第7話 羽

「ずっと好きだったんだよ」

「え?」

「……」

 お互いが黙ったのを、お互いにばつが悪そうにしている。


 いきなりの告白で持っていたペンが止まり、教科書を転がって机の下に落ちる。

 俺が拾おうと下を向いた隙に彼女は両肘を俺の机に設置して、これでもかと俺の机の上で自分の領地をアピールしている。

「……映画……撮れるぐらいになったら」

 彼女にはそれができても、俺にはそれを対処するほどの器用さは無い。

「…………その時、また考えさせてください」

「……分かった」

 リナが教室を先に彼女に出ていった後、良いタイミングでサッカー部の集団が教室を訪れた。

「一緒に勉強してるよな、しかも毎日」

「別にいいだろ」

「もしかして付き合ってんの?」

「そんなわけないだろ……」

 しばらくして彼らがいきなり笑い始めた。

「そうだよな、そうだよな。
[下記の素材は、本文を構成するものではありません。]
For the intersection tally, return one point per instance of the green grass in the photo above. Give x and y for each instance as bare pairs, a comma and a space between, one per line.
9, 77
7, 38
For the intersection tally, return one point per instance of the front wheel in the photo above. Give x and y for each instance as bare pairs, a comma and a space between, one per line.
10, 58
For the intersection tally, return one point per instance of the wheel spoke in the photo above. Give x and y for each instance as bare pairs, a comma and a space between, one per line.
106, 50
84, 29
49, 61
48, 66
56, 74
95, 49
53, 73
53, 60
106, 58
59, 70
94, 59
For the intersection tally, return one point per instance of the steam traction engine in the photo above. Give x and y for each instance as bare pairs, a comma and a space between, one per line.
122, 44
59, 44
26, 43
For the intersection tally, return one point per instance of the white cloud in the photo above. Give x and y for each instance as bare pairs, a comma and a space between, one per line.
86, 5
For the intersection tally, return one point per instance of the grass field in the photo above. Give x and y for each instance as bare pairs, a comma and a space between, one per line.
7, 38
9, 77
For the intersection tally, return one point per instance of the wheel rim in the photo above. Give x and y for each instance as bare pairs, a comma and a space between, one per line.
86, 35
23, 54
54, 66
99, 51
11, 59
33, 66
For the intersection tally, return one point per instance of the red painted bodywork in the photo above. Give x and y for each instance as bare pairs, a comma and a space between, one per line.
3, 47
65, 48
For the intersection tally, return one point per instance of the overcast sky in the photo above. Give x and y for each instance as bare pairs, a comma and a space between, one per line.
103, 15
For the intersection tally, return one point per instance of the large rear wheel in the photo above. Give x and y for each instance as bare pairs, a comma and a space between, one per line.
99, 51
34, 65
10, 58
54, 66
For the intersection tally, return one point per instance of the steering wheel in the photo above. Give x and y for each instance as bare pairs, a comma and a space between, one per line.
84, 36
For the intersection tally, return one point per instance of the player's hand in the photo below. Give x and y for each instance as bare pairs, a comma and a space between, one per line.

釣り合わねーもん、お前とあいつじゃ」

 確かに俺は女子と関われるような人間ではないかもしれないけど、他人がそこまで言っていいとは思えない。

 怒りが込み上げたあまり大声で注意したが、むしろ彼らの声は大きくなるばかりだった。

「だって、あんなブサイクとは付きあっても何の得もないもんなぁ!」

 急な発言に唖然した。

「俺はそんなこと……」

「汚い顔してなんでそんなふうに告白できるのかな。受け取る側も戸惑うに決まってるのにさ!」

 火に油を注いだように笑い声は継続して大きくなった。

 チラッと廊下の奥で全速力で消えていくリナの姿が見えた。

「わ・ざ・と」

 サッカー部の彼が肩をぽんぽんと叩くのを払い除け、追いかける。しかし、リナは廊下にはもういなかった。必死に行った場所を予測して追いかけても、リナはどこにもいない。学校を出て校庭を走っても、見えるのは教室で勝ち誇った顔をして俺を見つめるサッカー部の連中だった。


 数日後、弁明の機会を失って勇気が出せないでいると、窓からリナとそのサッカー部の人間が一緒に歩いて帰っているのが見えた。聞いた話では彼らは幼なじみで付き合ってはいないらしいが、はっきり言って付き合っていることと何が違うのかよく分からなかった。

 勉学の成績不振、男のベクトルが完全に映画制作に向いたのはその頃だった。 

 卒業式、一人で帰るリナを男はそっと見て、目を瞑ってはその後ろ姿を脳裏に焼き付けた。次に目を開いた時、リナの姿は既に視界から消えていた、


 はずだった。


 異変が起こった。リナが振り返って二階の校舎にいる俺を見ていた。彼女の表情は卒業式には似合わないやけに無機質な表情だった。彼女の発した単語は遠くて聞こえないはずなのに、もはや分かっていたかのように俺の脳内にスッと入ってくる。

「ス キ ダ ヨ」

 俺はこれ以上ない身の危険を感じた。おかしい、おかしい。こんなはずじゃない。俺が経験したのはこんなことじゃない。だって彼女は────。

 その時、すごい早さで高校生の時とここ先日の記憶がフラッシュバックする。



 ひたすら司会の言うことに機械的に拍手をし、話す時は笑顔の仮面を貼り付けなければならない同窓会。


 俺と同じくらい勉強している雰囲気がないのに成績が高いライターの友人。俺が図書館に行った隙を窺っては俺のことをネタにして笑っている。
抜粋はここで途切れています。